О том, что, по древнескандинавским верованиям, можно оказать воздействие на время, свидетельствует рассказ Снорри о конунге Ауне, который продлевал себе жизнь, принося в жертву Одииу своих сыновей; каждая жертва давала ему десять дополнительных лет жизни [10]. Богиня Идунн хранила в сосуде яблоко, и когда асы старели, они откусывали от него кусок и тотчас же молодели, "и так будет до конца света" [11].

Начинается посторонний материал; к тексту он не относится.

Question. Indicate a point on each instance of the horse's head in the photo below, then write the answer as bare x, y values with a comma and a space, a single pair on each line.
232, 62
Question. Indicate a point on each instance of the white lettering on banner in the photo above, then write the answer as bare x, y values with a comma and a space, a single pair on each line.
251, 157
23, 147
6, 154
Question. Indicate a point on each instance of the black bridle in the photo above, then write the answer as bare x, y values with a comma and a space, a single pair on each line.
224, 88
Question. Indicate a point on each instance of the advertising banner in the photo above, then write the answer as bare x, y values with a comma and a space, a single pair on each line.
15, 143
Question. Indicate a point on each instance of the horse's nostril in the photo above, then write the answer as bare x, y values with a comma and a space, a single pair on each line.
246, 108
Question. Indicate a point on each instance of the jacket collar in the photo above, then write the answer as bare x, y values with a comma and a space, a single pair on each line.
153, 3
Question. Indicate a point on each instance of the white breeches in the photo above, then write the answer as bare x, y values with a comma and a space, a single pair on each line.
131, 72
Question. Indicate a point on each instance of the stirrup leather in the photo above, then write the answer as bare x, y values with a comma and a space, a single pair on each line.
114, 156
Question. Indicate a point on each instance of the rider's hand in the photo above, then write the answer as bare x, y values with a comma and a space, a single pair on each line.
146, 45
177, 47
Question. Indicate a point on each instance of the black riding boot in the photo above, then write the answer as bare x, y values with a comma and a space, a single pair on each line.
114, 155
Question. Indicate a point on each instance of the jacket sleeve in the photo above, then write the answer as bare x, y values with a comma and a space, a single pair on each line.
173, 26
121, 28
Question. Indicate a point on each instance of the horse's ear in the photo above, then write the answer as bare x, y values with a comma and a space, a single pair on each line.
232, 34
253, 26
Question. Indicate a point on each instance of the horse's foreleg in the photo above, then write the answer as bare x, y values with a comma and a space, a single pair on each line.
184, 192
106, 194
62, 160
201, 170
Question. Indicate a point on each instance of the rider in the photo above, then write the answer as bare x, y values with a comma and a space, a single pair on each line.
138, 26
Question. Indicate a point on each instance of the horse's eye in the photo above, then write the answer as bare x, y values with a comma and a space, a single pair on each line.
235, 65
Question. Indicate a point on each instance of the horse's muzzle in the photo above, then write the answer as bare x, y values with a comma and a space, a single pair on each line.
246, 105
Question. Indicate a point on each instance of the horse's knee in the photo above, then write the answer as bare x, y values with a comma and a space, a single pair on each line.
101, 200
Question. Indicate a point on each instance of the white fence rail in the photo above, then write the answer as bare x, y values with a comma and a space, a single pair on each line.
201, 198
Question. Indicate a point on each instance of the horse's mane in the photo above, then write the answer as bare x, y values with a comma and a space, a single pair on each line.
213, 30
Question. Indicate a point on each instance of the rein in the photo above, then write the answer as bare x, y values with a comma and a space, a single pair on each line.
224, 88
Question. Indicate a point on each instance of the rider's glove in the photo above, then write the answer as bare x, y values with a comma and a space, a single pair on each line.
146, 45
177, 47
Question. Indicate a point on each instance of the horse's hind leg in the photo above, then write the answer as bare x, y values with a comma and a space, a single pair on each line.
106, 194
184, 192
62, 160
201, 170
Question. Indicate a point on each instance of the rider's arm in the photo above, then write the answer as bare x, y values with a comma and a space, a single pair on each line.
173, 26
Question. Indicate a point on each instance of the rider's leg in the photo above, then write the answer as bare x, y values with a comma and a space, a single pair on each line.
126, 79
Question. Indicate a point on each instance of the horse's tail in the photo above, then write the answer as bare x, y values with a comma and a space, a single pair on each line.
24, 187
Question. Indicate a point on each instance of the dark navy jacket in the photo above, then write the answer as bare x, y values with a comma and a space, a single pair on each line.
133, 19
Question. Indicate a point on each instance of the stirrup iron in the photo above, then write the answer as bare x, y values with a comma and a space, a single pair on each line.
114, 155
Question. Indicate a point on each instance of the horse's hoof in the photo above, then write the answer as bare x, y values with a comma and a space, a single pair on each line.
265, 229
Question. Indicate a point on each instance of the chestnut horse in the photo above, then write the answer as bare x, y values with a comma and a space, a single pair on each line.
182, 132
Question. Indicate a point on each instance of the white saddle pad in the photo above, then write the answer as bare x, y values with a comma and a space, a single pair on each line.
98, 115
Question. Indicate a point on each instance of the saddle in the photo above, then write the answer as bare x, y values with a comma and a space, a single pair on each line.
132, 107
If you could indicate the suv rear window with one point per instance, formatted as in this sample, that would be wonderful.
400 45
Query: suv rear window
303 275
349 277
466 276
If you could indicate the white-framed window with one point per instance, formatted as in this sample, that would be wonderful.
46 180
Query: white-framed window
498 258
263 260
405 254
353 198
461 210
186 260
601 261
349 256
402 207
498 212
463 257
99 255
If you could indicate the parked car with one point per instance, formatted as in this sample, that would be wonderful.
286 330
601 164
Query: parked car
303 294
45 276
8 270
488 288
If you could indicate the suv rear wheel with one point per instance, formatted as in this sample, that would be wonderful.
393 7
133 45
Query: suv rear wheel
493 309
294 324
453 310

То обстоятельство, что в аграрном обществе время регулировалось природными циклами, определяло не только зависимость человека от смены годичных периодов, но и специфическую структуру его сознания. В природе нет развития, - во всяком случае, оно скрыто от взора людей этого общества. Они видят в природе лишь регулярное повторение, не в состоянии преодолеть тиранию ее ритмического кругового движения, и это вечное возвращение не могло не стать в центре духовной жизни в древности и в средние века. Не изменение, а повторение являлось определяющим моментом их сознания и поведения. Единичное, никогда прежде не случавшееся не имело для них самостоятельной ценности, - подлинную реальность могли получить лишь акты, освященные традицией, регулярно повторяющиеся [12]. Архаическое общество отрицало индивидуальность и новаторское поведение. Нормой и даже доблестью было вести себя, как все, как поступали люди испокон веков. Только такое традиционное поведение имело моральную силу. Поэтому жизнь человека в традиционном обществе представляет собой постоянное повторение поступков, ранее совершенных другими. Неизбежно вырабатывается эталон, первообраз поведения, который приписывается первым людям, божеству, "культурному герою". Повторение людьми поступков, восходящих к небесному, божественному прототипу, связывает их с божеством, придает реальность им и их поведению. Вся деятельность людей, производственная, общественная, семейная, интимная жизнь получает смысл и санкцию постольку, поскольку участвует в сакральном, следует в "начале времен" установленному ритуалу. Поэтому мирское время лишается своей самоценности и автономности, человек проецируется во время мифологическое. В особенности это обнаруживалось в периоды празднеств, торжеств, устанавливающих прямое отношение с мифом, воплощающим в себе образец поведения. Миф не просто пересказывался, но разыгрывался как ритуальная драма и соответственно переживался во всей своей высшей реальности и напряженности. Исполнение мифа "отключало" мирское время и восстанавливало время мифологическое [13].
"Архаическое" сознание антиисторично. Память коллектива о действительно происшедших событиях со временем перерабатывается в миф, лишающий эти события их индивидуальных черт и сохраняющий только то, что соответствует заложенному в мифе образцу; события сводятся к категориям, а индивиды к архетипу. Новое не представляет интереса в этой системе сознания, в нем ищут лишь повторения прежде бывшего, того, что возвращает к началу времен. При подобной установке по отношению к времени приходится признать его "вневременность". Здесь нет ясного различия между прошедшим и настоящим, ибо прошлое вновь и вновь возрождается и возвращается, делаясь реальным содержанием настоящего. Но, утрачивая самостоятельную ценность, настоящее вместе с тем наполняется более глубоким и непреходящим содержанием, поскольку оно непосредственно соотнесено с мифическим прошлым, являющимся не только прошлым, минувшим, но и вечно длящимся. Жизнь лишается характера случайности и быстротечности. Она включена в вечность и имеет более высокий смысл.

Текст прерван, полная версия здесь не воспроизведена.